Print magazines still exist for Adventist Review and Adventist World, the latter birthed in 2005 with the idea of providing a unifying periodical for a global church community. But electronic media—the Internet, podcasts, video, and even the WhatApp mobile communications platform—now provide important, virtually instant links for news, information, and ministry. 

“You’re really out there in search of an audience that you think will see the values that you have communicated and the content you’ve curated,” Knott explained. 

Delivering to the audience for printed magazines has become a physical and financial challenge, he said, pointing to recurring issues in getting Adventist World to members in East Africa. 

“We looked at it every way we could; for years we tried pilot projects in Tanzania and Kenya,” he said. “We looked at the logistics, and it looked like it might almost bankrupt us. But then, during the pandemic, up pops an opportunity to use the WhatsApp platform to translate a full magazine into Swahili, [and add] additional content.” 

That switch has brought Adventist content to millions who speak Swahili—a cohort that comprises 11 percent of world church membership—at a highly reasonable cost, he said. 

A Different Pastorate

When William G. Johnsson, his predecessor as editor, first invited Knott, then pastor of the campus church at Walla Walla University, to become an associate editor, Knott admitted some misgivings. 

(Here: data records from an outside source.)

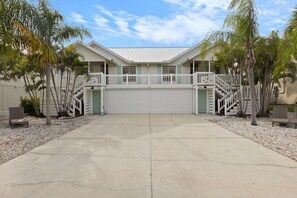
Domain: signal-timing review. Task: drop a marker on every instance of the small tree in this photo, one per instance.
(69, 65)
(266, 51)
(286, 60)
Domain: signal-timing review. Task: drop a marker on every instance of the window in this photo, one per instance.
(167, 71)
(131, 70)
(96, 67)
(201, 66)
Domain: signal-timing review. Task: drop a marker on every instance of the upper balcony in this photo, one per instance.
(152, 80)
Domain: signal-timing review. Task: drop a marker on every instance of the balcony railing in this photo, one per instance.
(198, 78)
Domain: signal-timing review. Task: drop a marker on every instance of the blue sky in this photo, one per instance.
(166, 23)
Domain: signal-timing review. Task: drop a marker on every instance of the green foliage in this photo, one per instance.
(28, 105)
(286, 62)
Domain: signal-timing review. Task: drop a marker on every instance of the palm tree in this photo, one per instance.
(48, 28)
(288, 48)
(241, 21)
(266, 52)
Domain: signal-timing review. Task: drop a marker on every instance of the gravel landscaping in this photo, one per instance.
(280, 139)
(19, 140)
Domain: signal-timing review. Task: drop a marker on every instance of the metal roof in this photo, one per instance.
(148, 55)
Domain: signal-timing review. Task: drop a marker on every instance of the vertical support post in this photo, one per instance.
(73, 108)
(104, 67)
(195, 78)
(225, 107)
(102, 101)
(214, 100)
(105, 100)
(196, 96)
(84, 97)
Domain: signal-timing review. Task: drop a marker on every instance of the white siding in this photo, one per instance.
(10, 95)
(88, 55)
(211, 101)
(87, 102)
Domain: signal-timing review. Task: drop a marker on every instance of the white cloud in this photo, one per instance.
(189, 23)
(78, 18)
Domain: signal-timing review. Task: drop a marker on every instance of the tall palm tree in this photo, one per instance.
(242, 20)
(49, 29)
(288, 48)
(266, 52)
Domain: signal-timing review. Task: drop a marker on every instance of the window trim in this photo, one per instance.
(132, 79)
(166, 79)
(89, 66)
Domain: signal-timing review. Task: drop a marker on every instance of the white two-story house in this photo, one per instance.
(149, 80)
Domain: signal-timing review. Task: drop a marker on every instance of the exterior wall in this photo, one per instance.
(290, 95)
(10, 94)
(122, 101)
(209, 55)
(88, 55)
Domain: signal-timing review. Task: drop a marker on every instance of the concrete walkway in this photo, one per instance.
(145, 156)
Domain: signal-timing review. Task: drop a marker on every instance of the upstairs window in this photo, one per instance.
(97, 67)
(131, 70)
(167, 70)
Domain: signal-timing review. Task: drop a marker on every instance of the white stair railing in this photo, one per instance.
(231, 101)
(222, 85)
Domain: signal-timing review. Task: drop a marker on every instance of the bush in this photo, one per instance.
(28, 105)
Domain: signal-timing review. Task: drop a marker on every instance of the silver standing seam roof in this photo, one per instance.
(149, 54)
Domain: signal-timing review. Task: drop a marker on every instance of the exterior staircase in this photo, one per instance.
(229, 101)
(76, 106)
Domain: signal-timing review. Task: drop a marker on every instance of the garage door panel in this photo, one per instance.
(149, 101)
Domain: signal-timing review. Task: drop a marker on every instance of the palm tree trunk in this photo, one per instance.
(48, 94)
(56, 100)
(250, 66)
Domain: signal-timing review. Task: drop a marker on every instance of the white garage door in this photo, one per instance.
(149, 101)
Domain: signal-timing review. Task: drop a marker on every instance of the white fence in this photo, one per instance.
(200, 78)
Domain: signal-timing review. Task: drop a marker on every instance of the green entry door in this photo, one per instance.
(96, 102)
(202, 101)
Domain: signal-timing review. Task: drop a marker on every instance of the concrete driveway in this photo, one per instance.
(145, 156)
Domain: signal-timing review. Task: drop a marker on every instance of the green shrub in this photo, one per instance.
(28, 105)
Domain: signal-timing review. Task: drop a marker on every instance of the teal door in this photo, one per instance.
(96, 102)
(202, 103)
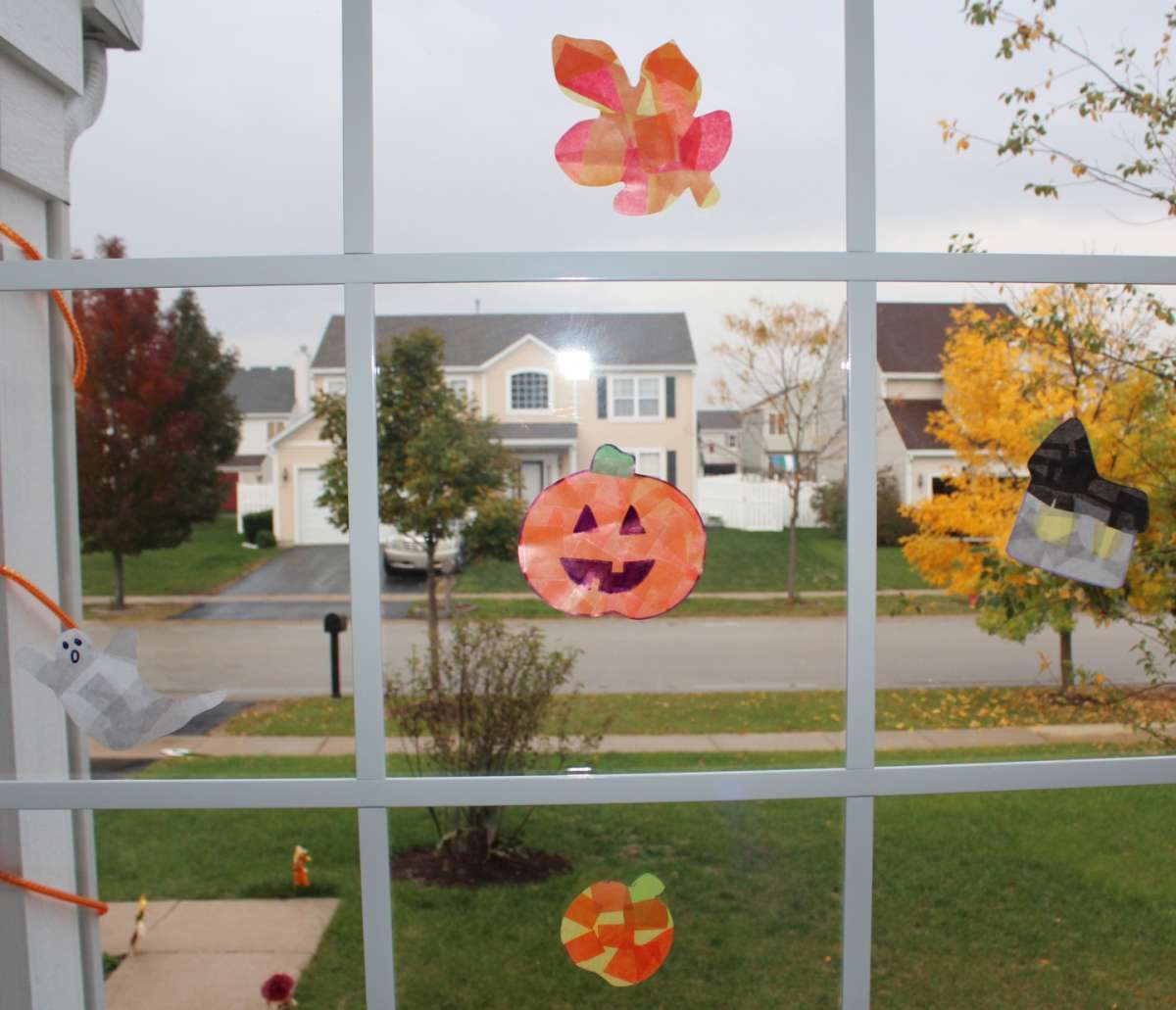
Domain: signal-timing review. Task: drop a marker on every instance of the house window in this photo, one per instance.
(651, 462)
(636, 397)
(530, 391)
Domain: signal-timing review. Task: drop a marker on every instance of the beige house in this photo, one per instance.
(910, 338)
(559, 386)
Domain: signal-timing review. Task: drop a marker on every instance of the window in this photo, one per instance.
(857, 783)
(636, 397)
(530, 391)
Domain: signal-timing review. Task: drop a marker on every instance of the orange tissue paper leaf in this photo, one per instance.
(647, 135)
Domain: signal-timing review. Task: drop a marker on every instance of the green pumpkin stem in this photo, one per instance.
(612, 462)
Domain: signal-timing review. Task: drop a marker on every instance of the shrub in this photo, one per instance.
(495, 712)
(257, 521)
(830, 501)
(494, 534)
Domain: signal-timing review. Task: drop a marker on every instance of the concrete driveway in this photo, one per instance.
(310, 571)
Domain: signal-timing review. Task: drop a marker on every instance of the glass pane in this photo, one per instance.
(768, 689)
(226, 908)
(940, 107)
(752, 892)
(195, 159)
(491, 134)
(1018, 435)
(229, 563)
(1022, 899)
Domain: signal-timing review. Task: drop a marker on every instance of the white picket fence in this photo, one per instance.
(741, 501)
(252, 498)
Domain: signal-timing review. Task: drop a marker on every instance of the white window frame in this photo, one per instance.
(370, 792)
(636, 376)
(651, 451)
(466, 383)
(551, 391)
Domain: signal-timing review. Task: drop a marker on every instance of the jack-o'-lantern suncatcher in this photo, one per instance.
(610, 541)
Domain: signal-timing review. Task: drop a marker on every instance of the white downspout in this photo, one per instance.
(80, 113)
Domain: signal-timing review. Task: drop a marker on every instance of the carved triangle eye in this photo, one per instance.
(586, 522)
(632, 523)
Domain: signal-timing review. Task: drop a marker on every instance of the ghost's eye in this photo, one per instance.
(632, 522)
(586, 522)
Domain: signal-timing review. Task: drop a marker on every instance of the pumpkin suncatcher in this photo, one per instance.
(611, 541)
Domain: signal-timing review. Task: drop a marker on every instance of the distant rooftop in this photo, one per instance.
(264, 391)
(612, 339)
(911, 334)
(718, 418)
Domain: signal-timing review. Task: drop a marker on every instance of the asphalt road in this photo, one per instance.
(281, 658)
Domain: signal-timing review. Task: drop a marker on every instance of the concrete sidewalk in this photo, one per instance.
(616, 744)
(210, 953)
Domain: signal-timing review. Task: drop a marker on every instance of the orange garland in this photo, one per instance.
(80, 357)
(101, 908)
(24, 583)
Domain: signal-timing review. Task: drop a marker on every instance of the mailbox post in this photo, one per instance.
(334, 623)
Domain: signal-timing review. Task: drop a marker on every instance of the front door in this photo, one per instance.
(532, 471)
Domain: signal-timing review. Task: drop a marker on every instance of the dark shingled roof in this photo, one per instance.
(909, 417)
(911, 334)
(471, 340)
(264, 391)
(718, 418)
(523, 430)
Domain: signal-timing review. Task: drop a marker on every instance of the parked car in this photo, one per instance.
(405, 552)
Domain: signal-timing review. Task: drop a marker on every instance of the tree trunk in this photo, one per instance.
(1065, 647)
(430, 582)
(118, 603)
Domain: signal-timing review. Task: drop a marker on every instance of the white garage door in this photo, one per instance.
(313, 524)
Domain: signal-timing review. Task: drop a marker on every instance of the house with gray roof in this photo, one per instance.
(720, 441)
(910, 341)
(559, 385)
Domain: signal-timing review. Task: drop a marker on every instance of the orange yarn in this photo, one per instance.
(101, 908)
(24, 583)
(80, 357)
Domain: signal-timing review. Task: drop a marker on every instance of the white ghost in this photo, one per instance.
(105, 695)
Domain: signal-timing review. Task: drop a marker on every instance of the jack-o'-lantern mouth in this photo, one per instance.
(585, 571)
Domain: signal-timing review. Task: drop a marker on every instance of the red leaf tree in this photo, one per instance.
(154, 420)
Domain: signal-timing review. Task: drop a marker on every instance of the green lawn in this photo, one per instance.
(747, 711)
(210, 559)
(740, 561)
(983, 900)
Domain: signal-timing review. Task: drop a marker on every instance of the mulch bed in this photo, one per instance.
(514, 867)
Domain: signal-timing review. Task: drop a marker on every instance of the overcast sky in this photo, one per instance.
(222, 136)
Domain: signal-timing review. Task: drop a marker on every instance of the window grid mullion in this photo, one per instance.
(364, 498)
(861, 561)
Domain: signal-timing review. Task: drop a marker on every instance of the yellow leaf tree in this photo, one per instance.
(1086, 353)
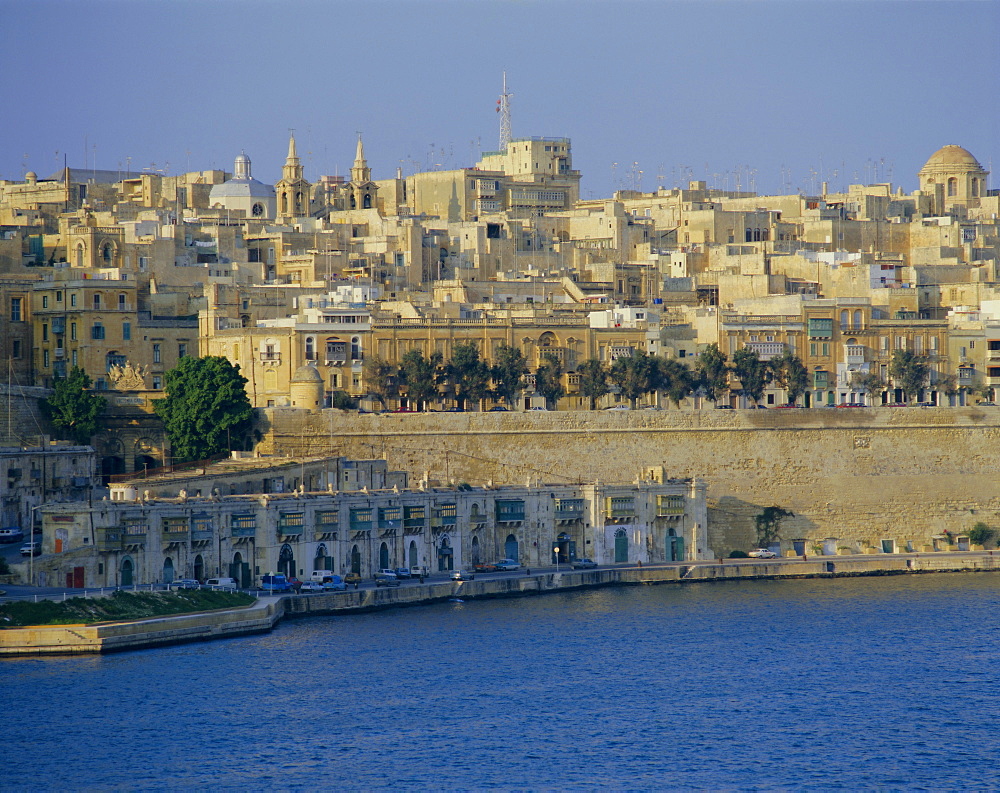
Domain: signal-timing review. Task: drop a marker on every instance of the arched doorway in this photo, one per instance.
(126, 572)
(510, 548)
(286, 561)
(675, 547)
(561, 549)
(446, 555)
(621, 546)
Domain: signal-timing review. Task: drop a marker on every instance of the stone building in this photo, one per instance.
(143, 540)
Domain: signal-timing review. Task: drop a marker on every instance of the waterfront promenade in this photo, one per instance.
(269, 610)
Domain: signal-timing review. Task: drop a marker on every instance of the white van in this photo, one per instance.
(221, 583)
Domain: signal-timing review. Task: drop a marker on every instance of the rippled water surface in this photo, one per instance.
(882, 683)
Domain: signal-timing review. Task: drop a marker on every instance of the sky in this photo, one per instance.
(766, 96)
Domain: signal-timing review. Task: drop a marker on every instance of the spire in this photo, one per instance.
(360, 172)
(292, 169)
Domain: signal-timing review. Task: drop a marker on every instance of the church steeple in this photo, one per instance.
(360, 172)
(292, 169)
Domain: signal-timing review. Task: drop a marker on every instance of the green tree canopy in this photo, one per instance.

“I felt distinctly called to pastoral ministry, and 43 years later I still do,” Knott said. “The biggest conundrum of my life was when the invitation came to be an editor, and I couldn’t see initially [a] continuity between 18 years of pastoral ministry and the opportunity to be on the editorial team of a major magazine. It was only when I figured out that this was a different way of pastoring that I began to understand what God was doing and why it made sense to make that transition.”